Начались их паломничества в Институт акушерства и гинекологии и венскую частную клинику, потянулись седые, очкастые караваны еврейских, европейских светил по вопросу «как сделать», находила их Алла — это стало ее настоящей, единственной, главной работой — вот такой и должна быть у Угланова женщина, он не ошибся; затопили его, сталевара, свободное время хромосомы, аллели, непарные гены, онкомаркеры и спермограммы (смешно: побежал лосем по кабинетам, трубка в правой руке, банка в левой: «Качканар, Качканар, почему мне руду не дает? Самого запрягу вместо локомотива… это самое, сестры, где у вас тут сдают?» — «и одной рукой, понимаешь, ремень уже брючный расстегивает»), «исключить алкоголь и курение за три месяца до…», собиралась жена его на девять месяцев в космос… И после запланированных близостей в отмеченные дни, в один из дней обыкновенных объявила: «улетаю» — когда на солнце заискрился зернами снег стаявших сугробов и обнажились черные лоскутья мокрой, отогреваемой и сохнущей земли, вдруг раскатилась по ледянке и с разгона влепилась мягкой тяжестью в углановскую грудь, вцепившись в плечи, чтобы устоять, и выпуская переполняющую, рвущуюся воду: есть! во мне есть!.. и завелась еще одна машинка — совсем ничто в сравнении с размерами и силой его, Угланова, могутовской машины, но такая же важная, вообще несравнимая. Словно нога в сапог, вошло в него, Угланова, отупение — неспособность вместить, осознать, что это происходит с ним, что он вообще имеет к этому какое-то отношение.

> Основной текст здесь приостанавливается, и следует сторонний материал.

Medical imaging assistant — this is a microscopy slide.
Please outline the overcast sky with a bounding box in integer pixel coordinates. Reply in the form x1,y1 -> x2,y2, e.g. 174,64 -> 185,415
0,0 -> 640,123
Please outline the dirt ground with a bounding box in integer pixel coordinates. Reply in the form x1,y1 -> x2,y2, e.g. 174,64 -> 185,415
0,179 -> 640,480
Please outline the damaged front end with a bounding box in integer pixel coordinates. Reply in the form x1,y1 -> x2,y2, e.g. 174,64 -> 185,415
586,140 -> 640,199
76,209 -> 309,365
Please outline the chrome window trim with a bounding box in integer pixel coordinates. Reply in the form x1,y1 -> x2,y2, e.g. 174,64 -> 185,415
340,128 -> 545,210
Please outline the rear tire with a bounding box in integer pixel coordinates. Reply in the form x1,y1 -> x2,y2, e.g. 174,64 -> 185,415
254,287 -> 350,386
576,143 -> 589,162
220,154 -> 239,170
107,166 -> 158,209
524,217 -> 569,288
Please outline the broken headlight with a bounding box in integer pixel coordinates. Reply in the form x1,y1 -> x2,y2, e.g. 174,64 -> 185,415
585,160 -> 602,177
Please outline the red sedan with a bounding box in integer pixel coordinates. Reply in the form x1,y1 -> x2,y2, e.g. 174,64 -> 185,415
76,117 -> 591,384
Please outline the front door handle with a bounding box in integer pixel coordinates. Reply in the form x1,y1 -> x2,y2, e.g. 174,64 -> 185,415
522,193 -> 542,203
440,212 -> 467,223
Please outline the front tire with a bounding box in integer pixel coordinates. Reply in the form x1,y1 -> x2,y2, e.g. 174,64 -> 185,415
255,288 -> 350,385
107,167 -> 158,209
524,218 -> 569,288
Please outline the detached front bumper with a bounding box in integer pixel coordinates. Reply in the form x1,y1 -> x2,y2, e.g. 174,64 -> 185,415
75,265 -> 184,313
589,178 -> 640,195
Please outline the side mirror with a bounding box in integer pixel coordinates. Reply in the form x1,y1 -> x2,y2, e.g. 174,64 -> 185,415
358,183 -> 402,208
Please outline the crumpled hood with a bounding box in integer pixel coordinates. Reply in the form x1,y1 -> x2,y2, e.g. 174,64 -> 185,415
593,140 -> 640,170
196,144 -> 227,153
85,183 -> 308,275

Наслушался, конечно, про истерики беременных от многодетного Ермо и многих прочих: «мы тебе не нужны!», «хочу сама не знаю что», но в Алле ничего не поменялось: никакого террора, вымогательств внимания, рыданий в подушку, «тебе совсем не важно, что со мной происходит?» — происходило «это» с нею, а не с ним, это была ее работа, служба, доля в общем деле. Как-то ей все давалось без усилия, ясно прочерченным маршрутом, чередой оздоровительных, нестрашных процедур, даже внешне она оставалась такой же звонко-хлесткой и тонкой, словно готовилась не к родам — к чемпионату мира по гимнастике, морозно свежая, сияющая, сильная. И думал снова с узнающей, соглашающейся радостью: он не ошибся с ней, ох как он не ошибся, есть же вот женщина, которая всегда умеет быть такой, как надо, быть каждую минуту такой, какой нужно именно сейчас, нужно ему, Угланову, но в точном совпадении с тем, что ей хочется самой, — так что даже «любовью» назвать он не мог свое чувство к жене: чувство совместного сражения за общее их главное — вот что скрепляло и сродняло их тогда.
Могутов его рос вместе с растущей мировой ценой на сталь, профессора-светила лично для такого папы водили роликовым датчиком по впалому, еще совсем не изменившемуся Аллиному животу, позорче вглядываясь, кто там, словно боясь все опрокинуть в несоответствие пожеланиям отца, и подтверждали: точно мальчик! да разве может быть не мальчик у стального автократора? нет, только мальчик, точно сын!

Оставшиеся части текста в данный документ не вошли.